Start with this piece from the Scotsman Newspaper HERE, where for example ,Edinburgh city’s vice-convener of housing, Cammy Day, said the unique crackdown is necessary to prevent the council’s oversubscribed DHP allocation from running out, he added he was “not comfortable” with the tough policy.

Cllr Day, whose Forth ward is one of the poorest in the city, said: “As a result of a policy imposed by the Conservative Party we are having to do this, otherwise our entire DHP allocation would have been spent in the first three months of the financial year.

“It is a horrible position to be in, having to make a judgement on people’s lifestyle choices.”

However, city Tory group leader Cameron Rose backed the stance. He said: “I think people would expect that those seeking taxpayer money are asked to rein in their spending on luxuries. People make decisions on how they can afford to spend their money within households every day and I don’t think it’s a bad discipline to encourage.”

I personally think its rich coming from a Tory Councillor telling us to “rein in spending” when the Tories have spent more since 2010 than every government added together since 1900! Remember, this money is printed by the Bank of England (a central bank that is privately owned), so it’s a debt paid for by your taxes. Read more HERE See also some interesting facts on the CIA’s web site (yes, that CIA) World Rankings on cash and Gold Reserves HERE and HERE. Although remember, we don’t own an ounce of the gold or hold any cash reserves ourselves as, the gold etc., belongs to private Bankers, although we’re paying for it many times over through the Bedroom Tax, COUNCIL TAX, VAT, DUTY, CAR TAX, PAYE, NIC, DEATH DUTIES and every other form of taxation you can name. If we were taxed at 100% of our wages this would barely meet the interest! The USA is last on the list and we are very near the bottom too. Look at the countries with positive balances, many of them are a fraction of the size of Scotland never mind the UK. Making a great case for separation from the union and Scottish Independence. Let’s get back to printing our own LAWFUL MONEY.

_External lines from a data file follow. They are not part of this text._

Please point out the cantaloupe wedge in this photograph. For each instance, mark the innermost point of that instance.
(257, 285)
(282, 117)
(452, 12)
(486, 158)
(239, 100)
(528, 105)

If you don’t want the Bedroom Tax (or indeed any other tax), then read and learn about money. See previous articles on this subject HERE and HERE to learn more. Watch Godfrey Bloom MEP, tell the European Parliament about the Banking Scam, that many commentators such as myself have been banging on about for years.

If you’ve arrived here looking for more help with Bedroom Tax issues, use the links below to see what help may be available to you.

Shelter (England)

Shelter (Scotland)

A legal challenge to the Bedroom Tax is being plotted by Capability Scotland. Read more HERE

However, the most important point to remember in all this, is that for the first time in history, the people are being fleeced by the government to bail out Banks and re-capitalise them, all off the backs of all of us and especially the poor, who’re paying the greatest amount as a percentage of income.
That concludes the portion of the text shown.